Faz hoje 64 anos, em 11 de Junho de 1951, Salazar, num dos seus toscos passes de mágica, transformava as colónias em províncias ultramarinas. Tal como em 1945, derrotado o fascismo corporativista, transformara o seu estado fascistóide e corporativo em «democracia orgânica». Mais tarde, em 1968, na chamada «primavera marcelista», a PIDE (Polícia Internacional e de Defesa do Estado) foi transformada em DGS (Direcção Geral de Segurança) e a UN (União Nacional) em ANP (Acção Nacional Popular). A «democracia orgânica» continuou a ser a ditadura salazarista, a DGS não deixou de ser a criminosa polícia política, a ANP continuou a ser o partido único. E as províncias ultramarinas continuaram a ser territórios coloniais.
Para completar este pequeno discurso sobre a arte do eufemismo, deve dizer-se que em muitos casos (e não só nas ex-colónias portuguesas) a independência apenas mudou a cor da pele dos exploradores. Aos pobres foi oferecida uma bandeira, um hino nacional e um equipamento novo para a selecção de futebol. A crueldade, o egoísmo, a xenofobia e o racismo, a desonestidade, a ganância exploradora, não são características exclusivas das nações colonizadoras. Em alguns casos, aos horrores da tirania colonial foi acrescentado o ódio tribal.
Nas Américas, o logro foi ainda mais escandaloso – colonos europeus e crioulos invejosos, assumiram o papel de «libertadores». Expulsaram os funcionários da administração colonial e mantiveram a escravatura e toda a parafernália de instrumentos esclavagistas. O poeticamente excelente, Canto General de Pablo Neruda exalta europeus manhosos que «libertaram» colonos europeus do controlo das respectivas metrópoles – «traidores» na perspectiva metropolitana, heróis da mitologia crioula. Escravos e pobres passaram a ser chicoteados e enforcados já não por colonialistas, mas por compatriotas. Tal como em Portugal, a «democracia orgânica» manteve o terror policial da ditadura fascista, E indo mais longe – tal como a democracia parlamentar, no Portugal de Abril, manteve as injustiças sociais do salazarismo e manteve a riqueza nas mãos das mesmas famílias que, indiferentes à mudança do nome das coisas, são os verdadeiros donos do país.

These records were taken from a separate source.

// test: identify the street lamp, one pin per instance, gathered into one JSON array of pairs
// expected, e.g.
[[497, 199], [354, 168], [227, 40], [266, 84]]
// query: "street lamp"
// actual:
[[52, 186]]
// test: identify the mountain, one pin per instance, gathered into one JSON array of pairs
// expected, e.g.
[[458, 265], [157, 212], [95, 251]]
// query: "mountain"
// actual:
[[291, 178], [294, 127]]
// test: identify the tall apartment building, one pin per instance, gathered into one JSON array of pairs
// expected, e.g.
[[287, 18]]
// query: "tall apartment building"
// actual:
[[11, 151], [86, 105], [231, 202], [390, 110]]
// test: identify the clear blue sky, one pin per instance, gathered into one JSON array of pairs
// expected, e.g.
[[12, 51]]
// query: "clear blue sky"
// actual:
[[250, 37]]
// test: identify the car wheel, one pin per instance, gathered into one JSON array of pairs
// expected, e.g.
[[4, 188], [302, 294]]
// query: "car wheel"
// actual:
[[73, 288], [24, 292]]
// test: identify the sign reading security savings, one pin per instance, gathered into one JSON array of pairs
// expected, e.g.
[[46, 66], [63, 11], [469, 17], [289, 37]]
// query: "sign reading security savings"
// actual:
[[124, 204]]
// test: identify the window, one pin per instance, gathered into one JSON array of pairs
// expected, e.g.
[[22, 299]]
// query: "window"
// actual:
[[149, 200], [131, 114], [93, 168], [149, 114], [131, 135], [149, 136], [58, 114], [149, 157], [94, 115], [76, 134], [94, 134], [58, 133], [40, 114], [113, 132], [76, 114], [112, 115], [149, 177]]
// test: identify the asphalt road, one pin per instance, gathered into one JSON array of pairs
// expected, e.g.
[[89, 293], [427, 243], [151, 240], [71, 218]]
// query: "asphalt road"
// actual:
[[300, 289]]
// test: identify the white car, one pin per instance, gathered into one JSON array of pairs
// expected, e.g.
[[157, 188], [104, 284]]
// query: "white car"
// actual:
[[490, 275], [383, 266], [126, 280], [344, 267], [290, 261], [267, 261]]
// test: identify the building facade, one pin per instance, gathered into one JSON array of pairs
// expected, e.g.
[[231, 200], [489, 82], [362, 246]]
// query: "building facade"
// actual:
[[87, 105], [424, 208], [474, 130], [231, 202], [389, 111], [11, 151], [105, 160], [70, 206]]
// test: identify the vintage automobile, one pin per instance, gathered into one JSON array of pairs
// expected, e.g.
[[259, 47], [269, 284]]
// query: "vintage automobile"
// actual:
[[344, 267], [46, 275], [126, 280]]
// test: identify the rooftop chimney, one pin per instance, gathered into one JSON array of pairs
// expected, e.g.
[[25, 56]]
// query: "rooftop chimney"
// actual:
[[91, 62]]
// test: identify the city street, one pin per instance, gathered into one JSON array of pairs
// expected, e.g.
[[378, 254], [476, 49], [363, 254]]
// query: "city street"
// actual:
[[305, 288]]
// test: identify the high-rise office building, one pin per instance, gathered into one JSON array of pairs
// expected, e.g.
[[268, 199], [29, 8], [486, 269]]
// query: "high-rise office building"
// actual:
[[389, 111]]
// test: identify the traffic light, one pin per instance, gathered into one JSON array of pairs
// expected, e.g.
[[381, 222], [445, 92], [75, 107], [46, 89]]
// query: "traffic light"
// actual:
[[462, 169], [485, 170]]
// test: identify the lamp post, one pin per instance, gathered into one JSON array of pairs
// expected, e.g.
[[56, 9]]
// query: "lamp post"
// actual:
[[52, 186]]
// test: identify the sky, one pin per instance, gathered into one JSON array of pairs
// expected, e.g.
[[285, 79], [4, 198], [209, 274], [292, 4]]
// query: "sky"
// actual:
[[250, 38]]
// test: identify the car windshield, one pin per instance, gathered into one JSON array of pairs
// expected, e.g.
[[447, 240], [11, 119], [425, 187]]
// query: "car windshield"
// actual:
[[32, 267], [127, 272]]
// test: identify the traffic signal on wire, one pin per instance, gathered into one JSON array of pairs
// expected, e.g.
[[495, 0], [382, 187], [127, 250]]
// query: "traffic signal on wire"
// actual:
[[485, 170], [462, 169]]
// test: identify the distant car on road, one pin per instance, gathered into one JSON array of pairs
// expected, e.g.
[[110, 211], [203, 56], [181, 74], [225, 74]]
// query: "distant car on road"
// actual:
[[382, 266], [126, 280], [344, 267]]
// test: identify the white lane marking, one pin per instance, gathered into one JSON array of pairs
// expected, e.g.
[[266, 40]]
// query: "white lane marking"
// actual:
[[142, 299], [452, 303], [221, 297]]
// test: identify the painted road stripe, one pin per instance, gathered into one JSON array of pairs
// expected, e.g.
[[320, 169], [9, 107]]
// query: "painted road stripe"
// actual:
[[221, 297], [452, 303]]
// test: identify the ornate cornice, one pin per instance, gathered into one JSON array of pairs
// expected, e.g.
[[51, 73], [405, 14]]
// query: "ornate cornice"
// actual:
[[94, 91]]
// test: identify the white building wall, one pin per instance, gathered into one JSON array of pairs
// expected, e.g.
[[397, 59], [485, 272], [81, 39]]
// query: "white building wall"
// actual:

Em 11 de Junho de 1951 deixou de haver colónias portuguesas. Portugal era agora uma democracia orgânica do Minho a Timor. Um mapa editado pela Secretaria da Propaganda Nacional tinha agora a sua concretização no plano constitucional – Portugal não era um país pequeno.
E tudo era sancionado em «eleições tão livres e democráticas como na democrática Inglaterra» (como Salazar teve o desplante de afirmar). Mudar o nome às coisas é mais fácil do que mudar as coisas. Mas, como disse Shakespeare, a rosa com outro nome terá o mesmo perfume. Tal como dejectos colocados dentro de uma embalagem da Chanel não deixarão de ter o mesmo mau odor.